Month: August 2010

  • On the search for my Mojo

    Where have I been, you ask...or rather gave up asking months ago if you are one of my long-time readers.

    Still here, and "here" is South Dakota for those of you who missed that step in my life almost one year ago. And I'm still a stay-at-home Mama of two - yes, TWO, for those of you who missed that step in my life 11 months ago. Still hanging in there.

    Over the past year I have thrown myself into my home life -family, moving, carrying and having a baby, setting up and settling in to my new home and environ, being an extremely supportive wife as my husband started his new job, and so on and so forth. All of this was not only unavoidable and neccessary, but also where my husband and I wanted to be, so all the stress and effort has been worth it, and the payoff has been good - healthy baby, well adjusted four year old, content husband, yada yada.

    It has come to my attention recently, however, that I have almost completely neglected myself throughout this entire endevor. Not healthwise, or anything like that - heck, I challenge you to find another mama who ate as many right things when I was carrying Jackson, breastfed until he went on milk, went to all the appropriate drs appointments and actually followed the advice given, etc. From that angle, things look good - I'm a picture of good health, even if I'm lacking the requisite amount of sleep required by the Law of Those With Infants.

    It's been more a realization that I haven't kept my mental faculties in tip-top shape. When was the last time I read a book [that wasn't pregnancy or childcare related]? When was the last time I practiced Yoga [not just counting house work as my daily exercise]? When was the last time I enjoyed being outdoors [without worrying about my four year old wondering away from the yard]? When have I written anything [of substance]?

    My creative juices are in serious need of FLOW.
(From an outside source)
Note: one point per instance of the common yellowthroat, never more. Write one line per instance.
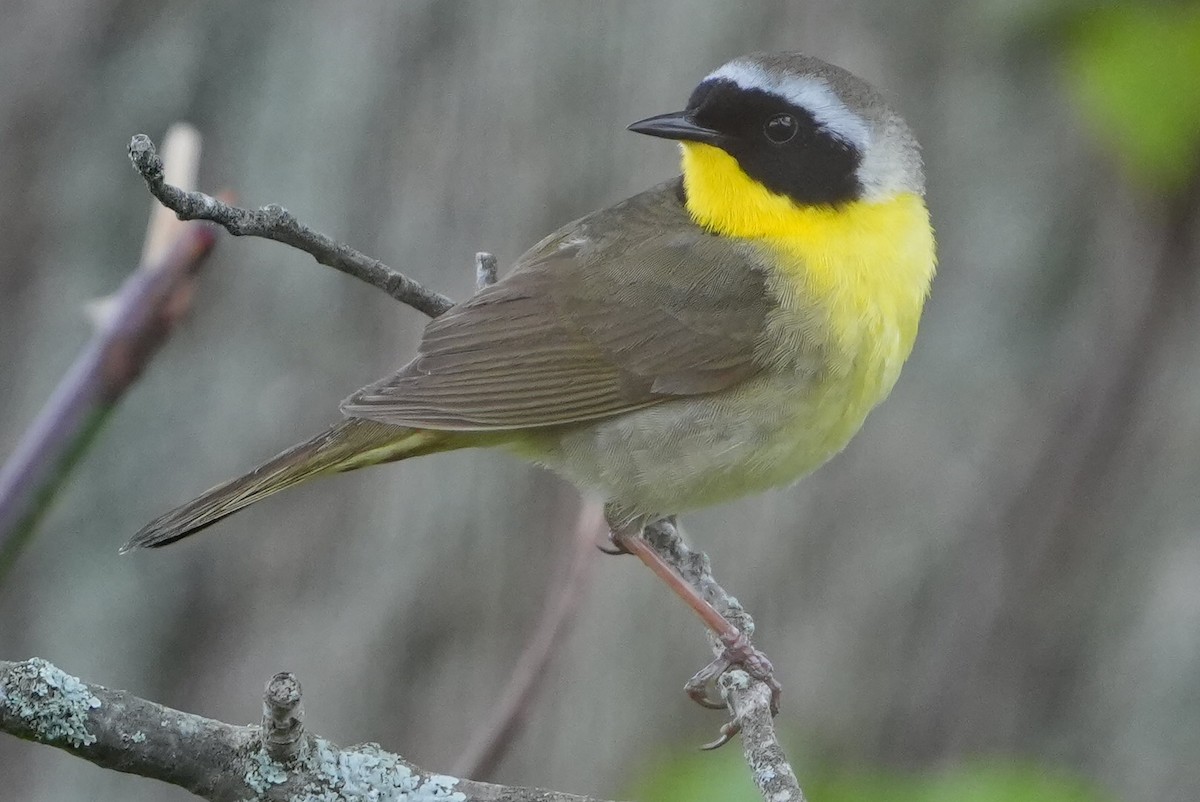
(715, 335)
    Part of me is resigned to the fact that I am at home with my children instead of being out there competing in the Marketplace, toiling away at some desk job. It is a Blessing to raise these boys. I know this. They are wonderful little beings, and it is an honor to be given the opportunity to play such an important role in their lives.

    But the other part of me gets a bit depressed when I think of how old I will be when I actually get to have my career and shift my focus away from my home a little.

    And part of me keeps reminding myself that Today is the most important thing. Just live Here. Now. And be content with what I have because *really* I am blessed to be here today.

    I have a feeling that many women struggle with the question of 'Where did I go?' as they fold laundry, fix lunches, and put bandaides on scrapes.

    I'm not unhappy, I'm just wondering what happened to Me in all of this.